A group of summer visitors wants to get from Marstrand to Skärhamn on the west coast of Sweden, so skipper Annika Kristensson of Gunnar’s Boat Tours is pretty busy. Her eyes are two slender, smiling strips under a dark fringe that has a little white in it.
“I love life out here on the islands. The nature of Bohuslän’s archipelago with its many islands, rocky slopes, cliffs, beaches, little harbours and multitude of wildlife is infinitely beautiful. To be able to show visitors where we live and see it through their eyes is awesome. I love those meetings,” she says.
Annika came to Dyrön, just north of Marstrand, when she was 19 years old with the intention of working here for a couple of years. But that’s not how things panned out. A couple of years here turned into a life: a whopping 27 years as a matter of fact, with a husband and two daughters and as owner of Gunnar’s Boat Tours. When she and her partner took over Gunnar’s Boat Tours, she also gained her skipper’s certificate. If you’re going to live on an island with 200 inhabitants, you have to be able to do everything for yourself.
Annika Kristensson is a skipper and owner of Gunnars Boat Tours in the archipelago of Bohuslän, West Sweden. Photo: Anna Hållams
“I actually hold a Bachelor of Commerce. But when you’re running a shipping company, it’s handy to be able to pilot a boat as well.
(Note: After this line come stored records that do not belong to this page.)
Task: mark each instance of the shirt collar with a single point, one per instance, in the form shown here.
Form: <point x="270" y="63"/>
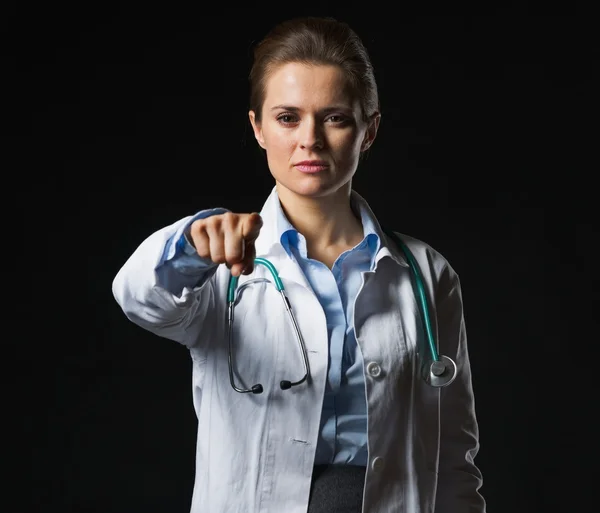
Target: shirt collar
<point x="275" y="224"/>
<point x="288" y="235"/>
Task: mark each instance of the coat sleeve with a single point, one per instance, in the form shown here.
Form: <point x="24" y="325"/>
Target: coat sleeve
<point x="459" y="479"/>
<point x="140" y="290"/>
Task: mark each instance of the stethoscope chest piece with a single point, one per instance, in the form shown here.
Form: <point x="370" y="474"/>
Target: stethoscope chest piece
<point x="441" y="372"/>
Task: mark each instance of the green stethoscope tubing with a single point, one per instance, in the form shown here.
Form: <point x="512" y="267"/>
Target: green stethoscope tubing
<point x="442" y="369"/>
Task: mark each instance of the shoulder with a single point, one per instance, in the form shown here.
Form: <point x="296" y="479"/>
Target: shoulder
<point x="432" y="262"/>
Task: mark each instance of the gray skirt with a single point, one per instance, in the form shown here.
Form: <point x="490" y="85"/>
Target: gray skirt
<point x="337" y="489"/>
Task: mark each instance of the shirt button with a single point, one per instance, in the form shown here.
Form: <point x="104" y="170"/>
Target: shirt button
<point x="377" y="464"/>
<point x="374" y="369"/>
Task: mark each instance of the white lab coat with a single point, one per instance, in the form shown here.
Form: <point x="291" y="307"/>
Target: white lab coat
<point x="255" y="453"/>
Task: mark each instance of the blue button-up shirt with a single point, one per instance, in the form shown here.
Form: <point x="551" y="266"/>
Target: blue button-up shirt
<point x="343" y="427"/>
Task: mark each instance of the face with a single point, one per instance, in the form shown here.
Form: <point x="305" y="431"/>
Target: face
<point x="312" y="129"/>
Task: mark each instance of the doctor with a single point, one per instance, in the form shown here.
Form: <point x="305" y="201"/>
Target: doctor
<point x="364" y="432"/>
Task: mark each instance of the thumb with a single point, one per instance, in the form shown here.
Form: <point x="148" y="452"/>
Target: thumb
<point x="250" y="231"/>
<point x="251" y="227"/>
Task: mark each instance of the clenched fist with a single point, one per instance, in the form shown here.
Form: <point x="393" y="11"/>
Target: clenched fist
<point x="227" y="239"/>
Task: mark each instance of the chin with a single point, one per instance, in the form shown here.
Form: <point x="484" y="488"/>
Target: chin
<point x="310" y="188"/>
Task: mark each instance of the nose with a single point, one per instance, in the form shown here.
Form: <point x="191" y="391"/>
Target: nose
<point x="311" y="135"/>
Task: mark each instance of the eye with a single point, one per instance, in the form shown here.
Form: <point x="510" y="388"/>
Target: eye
<point x="286" y="118"/>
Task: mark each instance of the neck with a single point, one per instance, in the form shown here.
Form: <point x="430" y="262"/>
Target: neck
<point x="326" y="221"/>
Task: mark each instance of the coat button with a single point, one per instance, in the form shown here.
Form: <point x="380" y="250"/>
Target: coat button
<point x="374" y="369"/>
<point x="377" y="464"/>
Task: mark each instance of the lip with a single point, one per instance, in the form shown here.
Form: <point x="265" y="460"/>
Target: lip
<point x="311" y="166"/>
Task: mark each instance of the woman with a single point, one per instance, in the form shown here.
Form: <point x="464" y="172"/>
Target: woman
<point x="340" y="418"/>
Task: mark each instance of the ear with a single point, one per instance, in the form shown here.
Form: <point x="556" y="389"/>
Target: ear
<point x="257" y="129"/>
<point x="371" y="132"/>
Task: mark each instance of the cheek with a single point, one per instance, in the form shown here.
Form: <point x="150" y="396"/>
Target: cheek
<point x="278" y="146"/>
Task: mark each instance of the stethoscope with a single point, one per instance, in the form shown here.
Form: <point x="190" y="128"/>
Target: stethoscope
<point x="440" y="371"/>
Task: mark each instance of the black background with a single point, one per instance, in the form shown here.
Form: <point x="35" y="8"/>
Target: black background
<point x="134" y="117"/>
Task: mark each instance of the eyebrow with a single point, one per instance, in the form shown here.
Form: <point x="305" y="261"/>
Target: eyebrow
<point x="333" y="108"/>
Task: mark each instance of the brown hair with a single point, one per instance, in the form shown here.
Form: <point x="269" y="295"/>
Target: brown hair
<point x="313" y="40"/>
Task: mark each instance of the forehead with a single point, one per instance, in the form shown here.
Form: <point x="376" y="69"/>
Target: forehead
<point x="307" y="86"/>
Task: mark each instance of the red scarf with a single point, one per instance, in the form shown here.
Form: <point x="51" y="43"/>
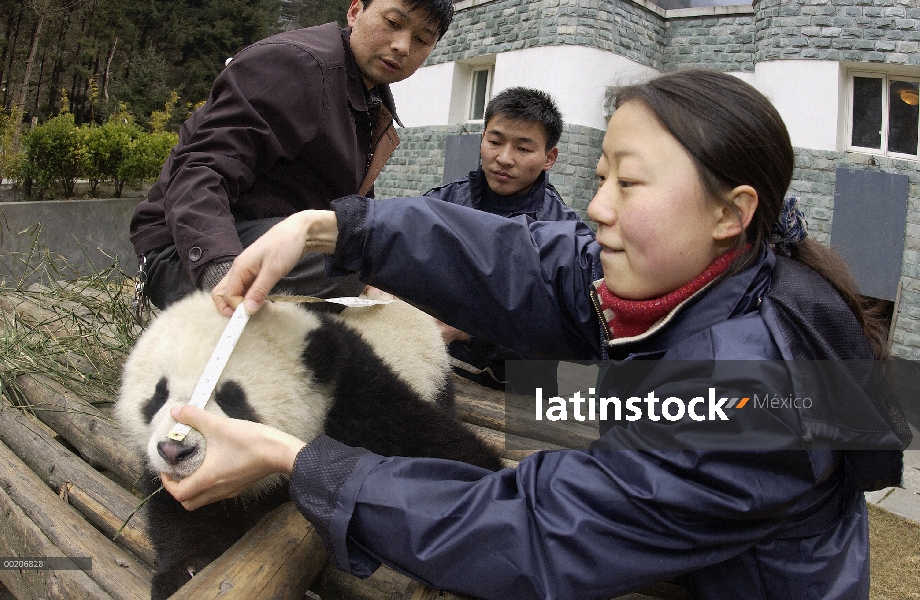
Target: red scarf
<point x="629" y="318"/>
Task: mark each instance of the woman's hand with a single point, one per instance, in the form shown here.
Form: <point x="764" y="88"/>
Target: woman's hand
<point x="256" y="271"/>
<point x="239" y="453"/>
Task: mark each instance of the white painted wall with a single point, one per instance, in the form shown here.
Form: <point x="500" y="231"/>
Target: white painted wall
<point x="807" y="95"/>
<point x="424" y="98"/>
<point x="576" y="76"/>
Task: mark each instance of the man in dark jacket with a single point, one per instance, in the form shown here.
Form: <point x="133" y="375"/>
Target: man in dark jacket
<point x="294" y="121"/>
<point x="518" y="147"/>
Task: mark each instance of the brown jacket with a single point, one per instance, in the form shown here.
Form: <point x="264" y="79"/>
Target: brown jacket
<point x="287" y="127"/>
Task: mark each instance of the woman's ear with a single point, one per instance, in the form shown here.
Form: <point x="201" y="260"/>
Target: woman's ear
<point x="736" y="213"/>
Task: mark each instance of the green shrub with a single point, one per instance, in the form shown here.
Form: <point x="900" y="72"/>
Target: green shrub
<point x="55" y="156"/>
<point x="107" y="147"/>
<point x="9" y="159"/>
<point x="146" y="156"/>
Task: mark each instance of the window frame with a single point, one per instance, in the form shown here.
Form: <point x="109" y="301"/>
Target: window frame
<point x="490" y="70"/>
<point x="886" y="102"/>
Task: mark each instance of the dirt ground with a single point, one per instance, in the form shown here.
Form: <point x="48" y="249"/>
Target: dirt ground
<point x="894" y="557"/>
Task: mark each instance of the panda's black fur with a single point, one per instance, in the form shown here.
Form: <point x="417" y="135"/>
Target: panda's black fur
<point x="364" y="400"/>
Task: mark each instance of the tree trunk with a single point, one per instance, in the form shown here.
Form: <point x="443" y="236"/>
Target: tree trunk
<point x="11" y="45"/>
<point x="108" y="65"/>
<point x="24" y="90"/>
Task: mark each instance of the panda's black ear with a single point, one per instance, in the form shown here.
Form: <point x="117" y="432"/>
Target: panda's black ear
<point x="156" y="402"/>
<point x="231" y="398"/>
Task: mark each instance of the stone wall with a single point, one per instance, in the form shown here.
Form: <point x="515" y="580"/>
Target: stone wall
<point x="724" y="42"/>
<point x="872" y="31"/>
<point x="418" y="163"/>
<point x="814" y="179"/>
<point x="625" y="28"/>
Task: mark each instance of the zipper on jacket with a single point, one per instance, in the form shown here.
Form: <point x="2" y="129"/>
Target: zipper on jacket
<point x="605" y="334"/>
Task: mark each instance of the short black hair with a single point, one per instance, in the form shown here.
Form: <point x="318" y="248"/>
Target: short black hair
<point x="530" y="105"/>
<point x="441" y="12"/>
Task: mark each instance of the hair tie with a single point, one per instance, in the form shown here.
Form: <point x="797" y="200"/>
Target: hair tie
<point x="790" y="228"/>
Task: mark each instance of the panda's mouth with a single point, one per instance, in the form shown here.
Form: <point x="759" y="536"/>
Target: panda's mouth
<point x="178" y="459"/>
<point x="174" y="452"/>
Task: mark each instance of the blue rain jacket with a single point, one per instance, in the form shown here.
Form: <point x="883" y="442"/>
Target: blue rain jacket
<point x="601" y="522"/>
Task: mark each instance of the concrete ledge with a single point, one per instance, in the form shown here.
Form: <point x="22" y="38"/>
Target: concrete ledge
<point x="89" y="234"/>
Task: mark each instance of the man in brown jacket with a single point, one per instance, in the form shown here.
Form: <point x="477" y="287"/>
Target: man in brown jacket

You have to be a jack of all trades to live out here. Versatile. Running Gunnar’s Boat Tours involves me in everything from doing the orders to sending out invoices at the end of a trip. Having responsibility for everything from the ordering to the experience itself is the key to success and ensuring that people have a good time out here.
“If the service we offer doesn’t come up to scratch, you’ll know straight away, and that’s embarrassing. So we can’t afford to fall short.”
Annika’s archipelago is only an hour away from central Gothenburg and it’s easy and affordable to reach using public transport. In fact, you can use the same ticket you use on Gothenburg’s trams on some routes out to the archipelago. There are lots of options, not bad, right?“Some visitors believe that travelling to the archipelago’s islands will be difficult, but it’s not. Boats come out here every day throughout the year – summer and winter. In fact, you can even do a spot of island hopping.”
She’s also grateful that the coast is so open: not just in the sense of being open to the sea, but also in the sense that it’s available for all to enjoy. “Foreign visitors often think that our beautiful places and beaches must be private, but that’s not the case. They’re here for everyone – it’s just a case of helping yourself,” she says. “So, be our guests!”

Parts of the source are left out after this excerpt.